Growing with Wi-Fi -- Literally

By Adam Stone

April 26, 2004

Researcher are experimenting with wireless networks that could make a big difference in the ways farmers run their fields and equipment in the very near future.

We knew Wi-Fi enabled mobility. But who knew it could it hit a moo-o-o-ving target?

That's what Stuart Pocknee is out to prove. He is one of several researchers nationwide who are experimenting with agricultural uses of 802.11, bringing Wi-Fi to America's farming community.

"A lot of farms will have a field here and a field there. It's maybe five miles to another field, and it does not make sense to string cable all over the farm," explained Pocknee. He is a scientific researcher at the University of Georgia attached to the National Environmentally Sound Production Agriculture Laboratory .

Yet farmers need access to a range of data. They need to monitor pumps and other equipment, operate unmanned tractors and even download satellite data showing the condition of their fields. As things stand today, they have to make the long track back to the farmhouse each time they want to hook up with this information.

Researcher say Wi-Fi could make a big difference in the efficiency and accuracy with which growers can get to their information.

Take for instance the satellite work being done through the USDA at Mississippi State University. In a practice known as precision agriculture, "we are using multi-spectral imaging taken by aircraft and satellite to make decisions about which areas of the field need to be sprayed for potential insect problems or else whether an area needs to be augmented by applications of fertilizer," explained Dr. James McKinion of the Crop Science Research Laboratory in the USDA's Agricultural Research Service.

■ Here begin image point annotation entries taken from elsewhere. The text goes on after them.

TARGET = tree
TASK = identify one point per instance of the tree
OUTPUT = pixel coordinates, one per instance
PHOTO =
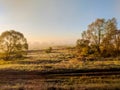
(82, 47)
(95, 33)
(103, 37)
(13, 44)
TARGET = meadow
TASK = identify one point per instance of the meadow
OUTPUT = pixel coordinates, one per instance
(59, 70)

In the current system, "you take the image in an airplane, the airplane lands, the image has to be specially processed and then you have to hand-carry the image to the grower who then gives it to the insect scout or crop consultant who goes to the field to check it out," he explained. By then, it's entirely possible that conditions on the ground have changed.

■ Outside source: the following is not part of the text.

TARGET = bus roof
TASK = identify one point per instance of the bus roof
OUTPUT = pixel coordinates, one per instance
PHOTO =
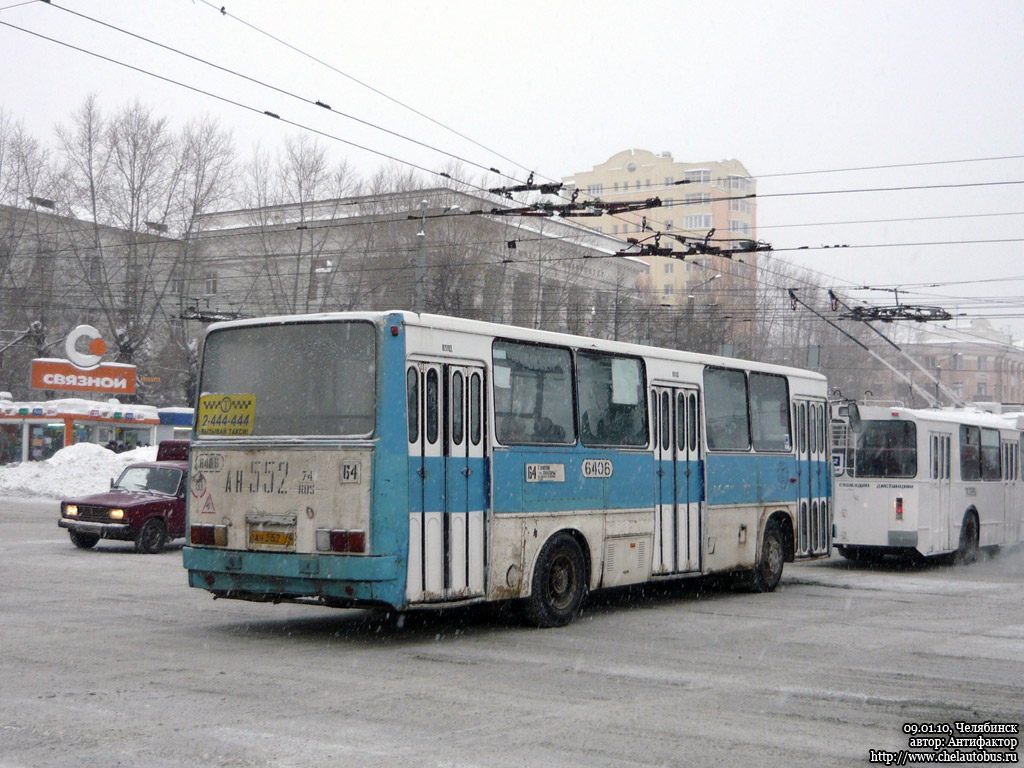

On one 1,500-acre test farm McKinion has deployed Wi-Fi using three repeater stations. In this arrangement he can download the image at the farmhouse and make it available it virtually immediately, anywhere in the field.

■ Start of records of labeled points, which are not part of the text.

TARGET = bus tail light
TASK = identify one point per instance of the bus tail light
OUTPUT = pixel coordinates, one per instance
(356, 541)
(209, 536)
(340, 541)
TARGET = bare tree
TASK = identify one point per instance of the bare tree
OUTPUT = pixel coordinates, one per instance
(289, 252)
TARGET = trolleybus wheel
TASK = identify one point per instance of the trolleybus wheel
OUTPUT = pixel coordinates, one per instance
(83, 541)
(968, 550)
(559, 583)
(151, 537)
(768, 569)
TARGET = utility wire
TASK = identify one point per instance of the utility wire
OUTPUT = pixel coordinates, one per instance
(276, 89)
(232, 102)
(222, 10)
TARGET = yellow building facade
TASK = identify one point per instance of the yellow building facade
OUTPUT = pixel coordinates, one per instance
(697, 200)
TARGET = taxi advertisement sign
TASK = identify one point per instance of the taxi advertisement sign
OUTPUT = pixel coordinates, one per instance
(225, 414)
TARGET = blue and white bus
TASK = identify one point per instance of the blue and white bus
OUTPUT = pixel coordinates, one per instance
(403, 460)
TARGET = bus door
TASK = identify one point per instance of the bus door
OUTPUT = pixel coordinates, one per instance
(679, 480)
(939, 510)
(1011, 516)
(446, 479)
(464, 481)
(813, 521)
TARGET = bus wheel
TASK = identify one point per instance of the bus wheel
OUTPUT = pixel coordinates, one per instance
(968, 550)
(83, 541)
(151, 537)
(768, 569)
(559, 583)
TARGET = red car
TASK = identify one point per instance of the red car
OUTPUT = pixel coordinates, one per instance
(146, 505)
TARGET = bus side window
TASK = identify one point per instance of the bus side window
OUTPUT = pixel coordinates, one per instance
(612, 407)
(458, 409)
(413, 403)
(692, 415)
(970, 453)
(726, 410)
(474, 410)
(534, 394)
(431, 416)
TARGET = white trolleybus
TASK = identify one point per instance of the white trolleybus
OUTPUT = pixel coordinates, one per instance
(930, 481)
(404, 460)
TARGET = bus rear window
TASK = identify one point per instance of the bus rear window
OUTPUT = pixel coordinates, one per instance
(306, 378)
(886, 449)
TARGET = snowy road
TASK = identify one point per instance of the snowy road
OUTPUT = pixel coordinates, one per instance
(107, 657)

Analysts say they like the idea in principle, but they raise concerns as to the practical implementation of Wi-Fi in such settings.

"My father in law has a 400-acre ranch with a house at one end, and if you go to the other end, you are not gettingWi-Fi," said Iain Gillott, an independent consultant iGillott Research in Austin, Texas. It's not just the distance, which can be overcome with repeater stations: An 802.11 signal also would have to overcome a farm's varied topography, as well as any intervening vegetation.

"These are the big questions that we have," Pocknee acknowledged. But with a number of working demonstrations already up and running, he expressed optimism in the long-range potential for the idea.

For example, Pocknee's team in Georgia is working with a vegetable grower who has a wireless network arrayed around his packing shed, with more than half a dozen cameras incorporated into the network, plus additional cameras watching a chemical retainer shed and monitoring his tool shop. All these send their signal via Wi-Fi to the grower's office, allowing him constant monitoring of his various assets.

Also in Georgia, Pocknee's team is using Wi-Fi to operate an unmanned tractor. "I am using the LAN here and I hook in using Windows Sockets to talk to that tractor to send commends: Turn left, turn right, go to this degree, speed up, slow down. Then it sends back its data: I am heading in this direction, here is my location," he explained.

While cellular or other technologies could perhaps achieve the same ends as some of these Wi-Fi projects, "using Internet-based protocols means you have a very versatile system," said Pocknee. "You can do voice or video or transferring files or even sending commands."

Just because you can does not mean you have to, however.

"It sounds good, but I get the impression that maybe this is overkill," suggested Gillott. "A mesh network to download satellite imagery to a tractor? It sounds like a little bit of overkill."

With the farming industry already operating on lean margins, it remains to be seen whether the prospect of Wi-Fi networks -- however viable they may be -- will deliver the kind of economic return that justifies their widespread adoption.